After almost 5 years at Tendril / Uplight, I’ve finally moved on and just started a new job at Tackle as a Senior Software Engineer on a team working on data ingest. It’s a super exciting time to be joining Tackle, as they just secured Series C funding.
I didn’t leave Uplight on the best of terms, which is potentially a story for another time. Suffice to say, everyone there was beyond helpful and supportive, and I feel terrible about the way I left things. I’m so grateful that they took a chance on me in the first place, as a junior developer fresh out of code school, as well as the opportunity to advance from a junior engineer to a senior engineer and tech lead of a small team. I learned just an unbelievable amount there. There are some amazing folks working there, their mission is wonderful, and I truly wish the company and employees all the best.
It’s been a long time since I started a new job, and the transition from being “the person who can dive into any legacy project and fix it” to being “the person who has absolutely no idea what you’re talking about” has been a little rougher than I anticipated. Needless to say, impostor syndrome is back with a vengeance as well. Not that it ever went away, but I was comfortable enough to keep it at bay most of the time. That said, I’m trying to embrace having fresh eyes, and questioning things that folks take for granted.
Tackle is growing at an astronomical rate, going from ~50 employees to ~150 just this year, and planning to double again in 2022. That said, it still feels like a very early stage startup. There’s a lot of work to do, which is not at all a jab at the folks who built it. They built what they needed to, and there’s no sense in building software that will scale to millions of requests per hour if you’re only dealing with hundreds, especially when there are so many moving parts involved. Patterns and architecture ought to evolve as the company does, so time spent optimizing some service that very well might not even be in use in 2 years doesn’t seem like time well spent. All that said, there are a few key areas that I’ve been thinking about that will need to be improved soon.

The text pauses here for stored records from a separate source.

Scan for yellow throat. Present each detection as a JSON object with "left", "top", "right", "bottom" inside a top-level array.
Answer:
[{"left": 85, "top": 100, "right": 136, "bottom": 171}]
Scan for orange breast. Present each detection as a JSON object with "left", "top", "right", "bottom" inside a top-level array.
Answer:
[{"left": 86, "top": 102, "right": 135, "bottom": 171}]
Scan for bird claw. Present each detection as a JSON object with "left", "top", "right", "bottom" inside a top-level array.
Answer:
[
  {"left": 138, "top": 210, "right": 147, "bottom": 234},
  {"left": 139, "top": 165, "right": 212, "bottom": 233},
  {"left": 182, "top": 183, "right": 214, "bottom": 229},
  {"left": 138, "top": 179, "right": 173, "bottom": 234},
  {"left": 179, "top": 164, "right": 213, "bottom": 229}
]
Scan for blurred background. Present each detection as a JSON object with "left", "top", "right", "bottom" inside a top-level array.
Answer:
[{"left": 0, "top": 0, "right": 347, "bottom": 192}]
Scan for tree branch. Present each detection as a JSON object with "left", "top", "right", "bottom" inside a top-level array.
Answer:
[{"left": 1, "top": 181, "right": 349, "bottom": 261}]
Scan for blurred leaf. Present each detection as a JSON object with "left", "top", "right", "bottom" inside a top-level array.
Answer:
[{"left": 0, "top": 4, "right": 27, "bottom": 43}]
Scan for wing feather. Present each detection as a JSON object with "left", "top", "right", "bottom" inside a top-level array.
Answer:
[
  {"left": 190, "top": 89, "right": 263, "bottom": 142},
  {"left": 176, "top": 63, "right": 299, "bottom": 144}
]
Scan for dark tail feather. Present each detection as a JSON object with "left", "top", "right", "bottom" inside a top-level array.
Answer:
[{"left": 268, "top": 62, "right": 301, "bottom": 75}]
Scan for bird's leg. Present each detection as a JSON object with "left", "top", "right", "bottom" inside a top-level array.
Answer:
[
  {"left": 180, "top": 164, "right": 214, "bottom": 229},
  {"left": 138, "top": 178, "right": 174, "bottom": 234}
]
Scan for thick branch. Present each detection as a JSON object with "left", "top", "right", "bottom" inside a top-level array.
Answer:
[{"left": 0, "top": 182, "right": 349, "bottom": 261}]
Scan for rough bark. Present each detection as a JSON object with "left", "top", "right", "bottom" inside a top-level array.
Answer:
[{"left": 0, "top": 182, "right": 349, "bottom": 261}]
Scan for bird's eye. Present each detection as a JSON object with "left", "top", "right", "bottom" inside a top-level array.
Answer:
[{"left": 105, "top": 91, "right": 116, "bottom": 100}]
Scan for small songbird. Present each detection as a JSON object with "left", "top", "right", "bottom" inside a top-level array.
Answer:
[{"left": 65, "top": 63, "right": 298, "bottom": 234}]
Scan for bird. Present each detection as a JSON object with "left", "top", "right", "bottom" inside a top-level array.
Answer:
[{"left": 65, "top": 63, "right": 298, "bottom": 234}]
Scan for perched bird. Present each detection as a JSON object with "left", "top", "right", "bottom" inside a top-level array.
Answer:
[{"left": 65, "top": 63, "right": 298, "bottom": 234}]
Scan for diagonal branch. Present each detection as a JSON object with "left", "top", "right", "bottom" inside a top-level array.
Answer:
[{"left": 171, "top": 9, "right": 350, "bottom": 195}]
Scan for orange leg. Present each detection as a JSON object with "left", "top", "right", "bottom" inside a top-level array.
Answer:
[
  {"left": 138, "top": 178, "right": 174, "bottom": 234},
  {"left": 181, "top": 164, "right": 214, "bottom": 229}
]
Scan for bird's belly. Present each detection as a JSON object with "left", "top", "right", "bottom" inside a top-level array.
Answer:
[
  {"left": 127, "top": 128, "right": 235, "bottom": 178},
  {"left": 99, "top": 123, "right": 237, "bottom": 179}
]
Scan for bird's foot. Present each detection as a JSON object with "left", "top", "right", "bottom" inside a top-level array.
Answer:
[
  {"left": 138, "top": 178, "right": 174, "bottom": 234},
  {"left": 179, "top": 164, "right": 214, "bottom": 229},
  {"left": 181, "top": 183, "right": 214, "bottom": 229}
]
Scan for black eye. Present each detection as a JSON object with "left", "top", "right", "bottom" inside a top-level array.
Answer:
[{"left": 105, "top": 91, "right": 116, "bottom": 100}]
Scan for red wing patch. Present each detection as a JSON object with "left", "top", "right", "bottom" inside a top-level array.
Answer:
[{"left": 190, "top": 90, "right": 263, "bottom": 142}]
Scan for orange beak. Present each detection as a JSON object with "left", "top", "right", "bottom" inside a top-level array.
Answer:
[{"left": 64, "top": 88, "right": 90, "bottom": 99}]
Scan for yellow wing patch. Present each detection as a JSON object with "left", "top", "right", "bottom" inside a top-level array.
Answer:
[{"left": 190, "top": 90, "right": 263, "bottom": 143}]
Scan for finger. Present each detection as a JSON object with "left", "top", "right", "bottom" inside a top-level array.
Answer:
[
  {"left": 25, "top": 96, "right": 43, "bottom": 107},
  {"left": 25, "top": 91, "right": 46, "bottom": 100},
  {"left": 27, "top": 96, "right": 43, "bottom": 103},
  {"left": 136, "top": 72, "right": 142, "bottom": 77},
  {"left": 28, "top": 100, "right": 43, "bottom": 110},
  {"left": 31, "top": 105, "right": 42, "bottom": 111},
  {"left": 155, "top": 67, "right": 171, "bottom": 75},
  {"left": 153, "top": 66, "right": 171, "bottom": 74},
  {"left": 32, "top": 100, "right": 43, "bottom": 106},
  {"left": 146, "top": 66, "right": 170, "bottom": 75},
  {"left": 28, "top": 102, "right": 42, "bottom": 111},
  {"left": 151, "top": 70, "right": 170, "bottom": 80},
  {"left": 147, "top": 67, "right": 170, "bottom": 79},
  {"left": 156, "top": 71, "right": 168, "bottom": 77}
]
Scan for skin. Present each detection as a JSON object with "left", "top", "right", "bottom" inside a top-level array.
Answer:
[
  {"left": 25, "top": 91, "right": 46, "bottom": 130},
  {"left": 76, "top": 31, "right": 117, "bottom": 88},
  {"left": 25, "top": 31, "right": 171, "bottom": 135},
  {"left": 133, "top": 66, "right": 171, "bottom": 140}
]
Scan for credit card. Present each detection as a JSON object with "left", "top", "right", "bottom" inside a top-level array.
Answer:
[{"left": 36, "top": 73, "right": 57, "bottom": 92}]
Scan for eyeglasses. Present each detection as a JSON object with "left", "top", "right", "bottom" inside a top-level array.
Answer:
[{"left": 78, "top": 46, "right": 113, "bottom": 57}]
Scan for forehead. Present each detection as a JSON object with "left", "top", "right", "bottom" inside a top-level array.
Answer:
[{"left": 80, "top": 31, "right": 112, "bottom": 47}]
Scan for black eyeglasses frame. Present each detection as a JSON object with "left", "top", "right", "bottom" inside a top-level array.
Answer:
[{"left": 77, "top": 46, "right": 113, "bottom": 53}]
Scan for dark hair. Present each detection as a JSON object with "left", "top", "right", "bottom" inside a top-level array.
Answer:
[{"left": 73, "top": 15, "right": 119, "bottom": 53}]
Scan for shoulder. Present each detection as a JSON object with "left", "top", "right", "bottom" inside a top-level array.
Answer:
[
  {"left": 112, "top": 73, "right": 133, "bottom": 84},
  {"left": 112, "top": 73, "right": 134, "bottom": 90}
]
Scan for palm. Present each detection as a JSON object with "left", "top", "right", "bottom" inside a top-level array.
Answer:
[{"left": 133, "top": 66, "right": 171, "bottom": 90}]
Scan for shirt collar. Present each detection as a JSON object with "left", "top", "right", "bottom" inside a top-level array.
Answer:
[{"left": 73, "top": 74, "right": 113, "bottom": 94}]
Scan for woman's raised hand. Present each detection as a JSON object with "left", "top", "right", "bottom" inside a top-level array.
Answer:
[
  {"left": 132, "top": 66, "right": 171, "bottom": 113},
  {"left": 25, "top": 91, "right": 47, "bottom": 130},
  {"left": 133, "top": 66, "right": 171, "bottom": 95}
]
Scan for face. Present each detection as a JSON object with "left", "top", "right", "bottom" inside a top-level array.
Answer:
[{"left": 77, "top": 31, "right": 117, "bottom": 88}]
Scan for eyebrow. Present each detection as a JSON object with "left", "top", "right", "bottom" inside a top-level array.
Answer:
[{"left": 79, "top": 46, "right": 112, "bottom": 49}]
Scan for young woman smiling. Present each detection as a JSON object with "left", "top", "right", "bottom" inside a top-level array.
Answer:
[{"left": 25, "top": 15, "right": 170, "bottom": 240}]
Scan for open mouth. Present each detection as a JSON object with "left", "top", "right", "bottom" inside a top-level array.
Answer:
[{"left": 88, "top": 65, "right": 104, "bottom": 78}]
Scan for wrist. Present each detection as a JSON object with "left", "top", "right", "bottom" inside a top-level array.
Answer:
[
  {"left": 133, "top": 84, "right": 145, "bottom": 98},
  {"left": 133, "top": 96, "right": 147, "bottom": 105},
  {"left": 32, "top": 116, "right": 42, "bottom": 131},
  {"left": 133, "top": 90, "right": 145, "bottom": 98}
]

Tightening up loose access control
New engineers have access to basically everything on day 1, violating the principle of least privilege. Creating and enforcing access controls is a bit outside of my wheelhouse, but it’ll probably be a pretty big cultural shift for the engineering team, so getting started early and rolling it out incrementally seems wise.
Better transactional database monitoring
The company has few enough data so far that a single RDS Postgres instance is pretty reliably serving the as the data ingest destination and the API source for everything. This will be unsustainable longer term, and I haven’t seen any sort of health monitoring around it. One red flag is that the maximum used transaction IDs haven’t dropped for as far back as CloudWatch metrics go. It’s nowhere near transaction ID wraparound, but that would be catastrophic, so at the very least, getting monitoring and alerting up is important. Longer term, the DB probably needs to be able to scale horizontally, or we should better utilize the existing data lake.
Data ingest observability
This is a big, exciting topic, and one that I hope to write a lot more about in the future. As a baseline, Barr Moses wrote a great introduction to the topic. The starting point here is freshness. Currently, ingests are all scheduled via cron, and each client’s raw data endpoint is attempted regardless of whether or not we actually expect data to be present. This makes it really hard to know if there was some failure to fetch some client’s data, or if no data was actually expected in the first place. There are too many clients to manually set an expected ingest cadence, so freshness metrics will have to rely on either rudimentary statistics from the DB, or machine learning. The goal is to get away from the current state of being surprised that some client’s data hasn’t been ingested in months, and instead have some easy to understand metrics that can be exposed to customer success folks. There’s a lot more to say about this, but I’ll save that for later.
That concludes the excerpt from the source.